Gazeteci İsmail Saymaz, CHP eski Genel Başkanı Kemal Kılıçdaroğlu ile aralarında geçen ve kamuoyunda büyük yankı uyandıran el öpme iddialarına nihayet açıklık getirdi. Saymaz, Halk TV'de yayınlanan bir programda, Kılıçdaroğlu ile yaptığı görüşmenin detaylarını ve yaşanan helalleşmeyi tüm gerçekliğiyle aktardı. Peki, gerçekte neler yaşandı? İşte tüm detaylar...
Görüşmenin Perde Arkası
İsmail Saymaz, Kılıçdaroğlu ile gerçekleştirdiği ve yaklaşık bir buçuk saat süren görüşmenin detaylarını paylaştı. Görüşmede, Gamze Akkuş İlgezdi, Deniz Demir, Bülent Kerimoğlu ve Bülent Kuşoğlu gibi CHP'li önemli isimlerin de hazır bulunduğu belirtildi. Saymaz, görüşme sırasında duygusal anlar yaşandığını ve Kılıçdaroğlu ile geçmişte yaşanan eleştiriler nedeniyle helalleştiklerini ifade etti.
Saymaz, "Kurultay sürecinde gazetecilik yaptım. Bazı sözlerim ve yorumlarım kendisini kırmış olabilir. Bunu dile getirdim, 'üzgünüm' dedim. Evet abi, helalleştik." şeklinde konuştu.
El Öpme İddialarına Yanıt
Sosyal medyada hızla yayılan ve tartışmalara neden olan el öpme iddialarına da açıklık getiren Saymaz, bu iddiaların gerçeği yansıtmadığını vurguladı.

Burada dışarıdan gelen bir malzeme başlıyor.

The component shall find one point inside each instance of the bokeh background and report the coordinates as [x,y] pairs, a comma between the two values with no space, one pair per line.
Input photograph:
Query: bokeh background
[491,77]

İsmail Küçükkaya'nın aktardığına göre Saymaz, "En doğru bilgi, birinci ağızdan alınan bilgidir. Trollerin yaydığı söylentilerin aksine, Saymaz’ın açıklaması net: El öpülmedi, helalleşildi. Biz gazeteciyiz. Ben babamın elini bile öpmedim. Zaten Kemal Bey de elini öptürmez" diyerek spekülasyonlara son noktayı koydu.
- El öpme iddiası tamamen asılsızdır.
- Görüşmede sadece helalleşme yaşanmıştır.
- Saymaz, gazetecilik ilkelerine bağlı olduğunu vurgulamıştır.
Sonuç
İsmail Saymaz'ın açıklamalarıyla, Kemal Kılıçdaroğlu ile arasında geçen görüşmeye dair merak edilen tüm sorular yanıt buldu. El öpme iddialarının asılsız olduğu ve görüşmede sadece helalleşme yaşandığı netlik kazandı. Bu açıklama, kamuoyunda oluşan yanlış algıları düzeltirken, gazetecilik etiği ve siyasi ilişkiler arasındaki hassas dengeyi de bir kez daha gündeme getirdi. Saymaz'ın net tavrı, bundan sonraki süreçte benzer spekülasyonların önüne geçilmesi açısından da önemli bir adım olarak değerlendiriliyor.